La Libération (!) cependant n’améliorera guère la situation de Voline. Miné par les privations et le surmenage, il tombe gravement malade au moment même où il consacre toute son énergie à la réorganisation du mouvement et qu’il vient, à cet effet, de publier le premier numéro des Petits Cahiers [27] sous l’égide de la Fédération libertaire, Région du sud. Littéralement exténué, il s’effondre brutalement en mars 1945 et va être hospitalisé pendant quarante-cinq jours ; ce qui ne l’empêche pas de préparer le deuxième numéro dont il corrigera les épreuves, le jour même de sa sortie de l’hôpital, le 25 mai au soir ! Et le lendemain, il était à l’imprimerie...
On connaît la suite : son repos forcé à La Treille, dans la banlieue de Marseille, chez Francisco et Paquita Botey, un couple d’anarchistes espagnols qui vont le choyer pendant trois mois ; son impatience aussi de se voir éloigné de toute activité militante. Il se laisse enfin convaincre de retourner à Paris.
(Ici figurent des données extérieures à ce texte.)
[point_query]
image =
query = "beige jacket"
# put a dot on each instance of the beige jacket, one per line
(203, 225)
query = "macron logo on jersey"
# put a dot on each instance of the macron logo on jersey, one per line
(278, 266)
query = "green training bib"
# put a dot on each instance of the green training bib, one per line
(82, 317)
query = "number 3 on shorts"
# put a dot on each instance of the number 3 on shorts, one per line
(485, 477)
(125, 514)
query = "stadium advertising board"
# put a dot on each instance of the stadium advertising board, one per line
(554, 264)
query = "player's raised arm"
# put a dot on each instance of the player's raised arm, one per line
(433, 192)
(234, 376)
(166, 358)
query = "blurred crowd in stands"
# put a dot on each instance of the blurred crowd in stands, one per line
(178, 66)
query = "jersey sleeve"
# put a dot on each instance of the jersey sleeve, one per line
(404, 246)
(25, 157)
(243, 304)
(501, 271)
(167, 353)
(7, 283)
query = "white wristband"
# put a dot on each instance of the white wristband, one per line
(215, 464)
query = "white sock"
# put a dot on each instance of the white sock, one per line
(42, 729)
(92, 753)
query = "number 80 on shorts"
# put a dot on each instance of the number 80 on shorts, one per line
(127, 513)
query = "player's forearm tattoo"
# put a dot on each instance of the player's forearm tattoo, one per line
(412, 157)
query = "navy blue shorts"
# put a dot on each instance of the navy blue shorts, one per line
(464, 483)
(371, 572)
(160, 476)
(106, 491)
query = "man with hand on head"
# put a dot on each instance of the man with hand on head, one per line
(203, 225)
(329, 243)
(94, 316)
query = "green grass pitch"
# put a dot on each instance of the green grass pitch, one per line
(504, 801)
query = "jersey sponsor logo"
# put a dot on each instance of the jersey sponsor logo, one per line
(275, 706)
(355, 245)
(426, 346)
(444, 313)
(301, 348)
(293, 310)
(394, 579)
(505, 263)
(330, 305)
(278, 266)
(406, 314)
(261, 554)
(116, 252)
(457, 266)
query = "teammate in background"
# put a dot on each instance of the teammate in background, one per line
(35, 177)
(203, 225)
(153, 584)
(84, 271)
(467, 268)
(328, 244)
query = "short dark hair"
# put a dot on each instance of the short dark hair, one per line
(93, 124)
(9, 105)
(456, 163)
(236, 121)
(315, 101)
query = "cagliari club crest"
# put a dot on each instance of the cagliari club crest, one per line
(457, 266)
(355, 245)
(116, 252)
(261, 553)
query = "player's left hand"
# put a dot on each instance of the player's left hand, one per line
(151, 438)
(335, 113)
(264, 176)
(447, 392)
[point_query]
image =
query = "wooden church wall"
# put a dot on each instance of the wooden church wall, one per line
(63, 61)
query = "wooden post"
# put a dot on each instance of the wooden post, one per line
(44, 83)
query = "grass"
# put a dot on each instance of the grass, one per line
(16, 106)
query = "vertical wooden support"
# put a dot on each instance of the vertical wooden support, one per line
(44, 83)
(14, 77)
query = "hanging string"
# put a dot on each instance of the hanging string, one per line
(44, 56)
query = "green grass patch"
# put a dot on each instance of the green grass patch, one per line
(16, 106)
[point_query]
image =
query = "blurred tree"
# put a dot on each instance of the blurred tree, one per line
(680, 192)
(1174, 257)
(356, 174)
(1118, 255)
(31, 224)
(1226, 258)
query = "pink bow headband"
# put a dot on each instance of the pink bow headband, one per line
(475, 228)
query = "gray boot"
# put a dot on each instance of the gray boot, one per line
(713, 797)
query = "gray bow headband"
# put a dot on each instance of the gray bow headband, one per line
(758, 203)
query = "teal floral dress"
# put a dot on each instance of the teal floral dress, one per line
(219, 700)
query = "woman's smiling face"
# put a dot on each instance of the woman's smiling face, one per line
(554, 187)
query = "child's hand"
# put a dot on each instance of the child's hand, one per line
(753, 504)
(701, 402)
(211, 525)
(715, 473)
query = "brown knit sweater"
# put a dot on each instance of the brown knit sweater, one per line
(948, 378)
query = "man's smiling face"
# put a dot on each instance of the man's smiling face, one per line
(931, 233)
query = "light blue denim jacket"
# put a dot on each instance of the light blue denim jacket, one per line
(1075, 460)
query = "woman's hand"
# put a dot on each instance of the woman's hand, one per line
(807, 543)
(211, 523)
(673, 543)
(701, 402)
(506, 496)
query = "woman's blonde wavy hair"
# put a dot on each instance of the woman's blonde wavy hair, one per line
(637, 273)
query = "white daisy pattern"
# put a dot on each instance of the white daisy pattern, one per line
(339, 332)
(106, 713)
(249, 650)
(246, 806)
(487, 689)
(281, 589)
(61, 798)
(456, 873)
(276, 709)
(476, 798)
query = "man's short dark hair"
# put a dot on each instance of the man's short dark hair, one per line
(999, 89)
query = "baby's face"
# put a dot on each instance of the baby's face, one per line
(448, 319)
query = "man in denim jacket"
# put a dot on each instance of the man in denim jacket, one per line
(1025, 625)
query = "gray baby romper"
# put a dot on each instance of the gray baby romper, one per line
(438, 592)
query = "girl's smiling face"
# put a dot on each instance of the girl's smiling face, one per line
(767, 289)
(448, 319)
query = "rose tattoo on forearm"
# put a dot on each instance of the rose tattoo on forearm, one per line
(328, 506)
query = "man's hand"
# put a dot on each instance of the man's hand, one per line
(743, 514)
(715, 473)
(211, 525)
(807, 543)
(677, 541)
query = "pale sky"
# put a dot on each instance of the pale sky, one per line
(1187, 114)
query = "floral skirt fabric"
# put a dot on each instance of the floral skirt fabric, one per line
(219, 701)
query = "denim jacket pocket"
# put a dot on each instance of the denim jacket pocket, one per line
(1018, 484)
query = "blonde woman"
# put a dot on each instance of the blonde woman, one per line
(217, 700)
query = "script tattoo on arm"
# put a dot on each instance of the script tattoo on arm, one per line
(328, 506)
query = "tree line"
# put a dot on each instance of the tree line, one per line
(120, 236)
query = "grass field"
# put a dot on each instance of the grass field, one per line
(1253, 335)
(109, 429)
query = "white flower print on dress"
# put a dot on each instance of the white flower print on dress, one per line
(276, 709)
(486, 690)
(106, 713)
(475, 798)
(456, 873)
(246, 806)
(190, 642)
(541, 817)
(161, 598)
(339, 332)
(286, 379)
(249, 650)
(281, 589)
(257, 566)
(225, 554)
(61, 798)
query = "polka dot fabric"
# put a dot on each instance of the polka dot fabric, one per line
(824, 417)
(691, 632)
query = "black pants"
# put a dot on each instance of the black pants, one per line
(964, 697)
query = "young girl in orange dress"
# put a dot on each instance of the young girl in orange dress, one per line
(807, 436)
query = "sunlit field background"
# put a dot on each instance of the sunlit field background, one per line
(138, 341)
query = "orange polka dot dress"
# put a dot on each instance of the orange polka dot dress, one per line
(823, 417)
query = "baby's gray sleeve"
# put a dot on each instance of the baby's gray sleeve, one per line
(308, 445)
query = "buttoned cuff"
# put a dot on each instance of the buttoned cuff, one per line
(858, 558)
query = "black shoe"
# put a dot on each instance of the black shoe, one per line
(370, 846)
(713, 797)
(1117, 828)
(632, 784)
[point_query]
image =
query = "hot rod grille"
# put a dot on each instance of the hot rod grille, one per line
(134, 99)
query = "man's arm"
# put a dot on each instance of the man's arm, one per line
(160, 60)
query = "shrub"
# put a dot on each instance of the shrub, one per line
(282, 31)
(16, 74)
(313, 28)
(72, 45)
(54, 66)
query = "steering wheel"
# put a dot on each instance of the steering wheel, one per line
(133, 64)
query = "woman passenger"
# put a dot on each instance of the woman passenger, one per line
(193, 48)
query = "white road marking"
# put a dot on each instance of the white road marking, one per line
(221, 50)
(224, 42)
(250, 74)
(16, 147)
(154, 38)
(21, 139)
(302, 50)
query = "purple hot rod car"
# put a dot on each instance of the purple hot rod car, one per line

En août, son fils Léo vient le chercher à La Treille et le ramène à Paris, via Valence [28]. Mais il est trop tard et son organisme épuisé ne peut plus lutter contre une phtisie si avancée. Il meurt un mois après, le 18 septembre, sans avoir pu procéder une dernière fois à la correction des épreuves du dernier numéro de la dernière publication dont il avait accepté la charge. Ce fut bien la seule fois sans doute où Voline ne respecta pas ses engagements !
La disparition d’un militant d’une telle valeur, au parcours un peu exceptionnel, fit évidemment l’objet de plusieurs articles dans la presse anarchiste d’expression française [29]. Cependant on a quelque peine, au cours des années suivantes, à trouver trace du souvenir du disparu. Ce n’est semble-t-il qu’en 1964 qu’on a enfin l’occasion de retrouver son nom ! Cette année-là, en effet, Gaston Leval publie dans le n° 96/97 de ses Cahiers de l’humanisme libertaire la traduction d’un article de Voline paru en 1917, dans un journal russe (Golos Trouda). Puis, en juillet 1968, l’excellente revue Noir et rouge rassemble dans un de ses suppléments de 54 pages l’essentiel des textes relatifs au débat sur la plate-forme. Les idées anarchistes connaissent alors un certain renouveau et de courtes biographies de Voline ou des citations de ses œuvres se retrouvent alors jusque dans de très petits bulletins, comme par exemple Approche de l’anarchie, publié à Nice par l’ORA en 1969, ou encore Lycée critique, ronéoté la même année à Agen par de jeunes élèves. La réédition de La Révolution inconnue entraînera, à son tour, quelques autres articles dont il n’est peut-être pas utile de dresser ici la liste [30], d’autant que la place nous est mesurée ! Disons donc pour conclure que Voline pourrait servir d’exemple, au même titre que les Grave, Faure, Pouget, etc., de ce type particulier d’anarchiste qui a une conscience aiguë de l’importance de l’écrit pour la diffusion des idées qui lui sont chères et qui s’impose, à lui-même, les plus lourdes contraintes dans son combat quotidien, pour une société plus juste, plus fraternelle, plus... libre !
Tout cela, Voline le fit, incontestablement, et il l’a toujours fait avec un courage tranquille, un optimisme que rien ne pouvait ébranler
, comme l’écrivait un de ses amis, sans jamais en tirer une quelconque gloire, avec simplicité ; ce qui, quand même, méritait d’être rappelé ici.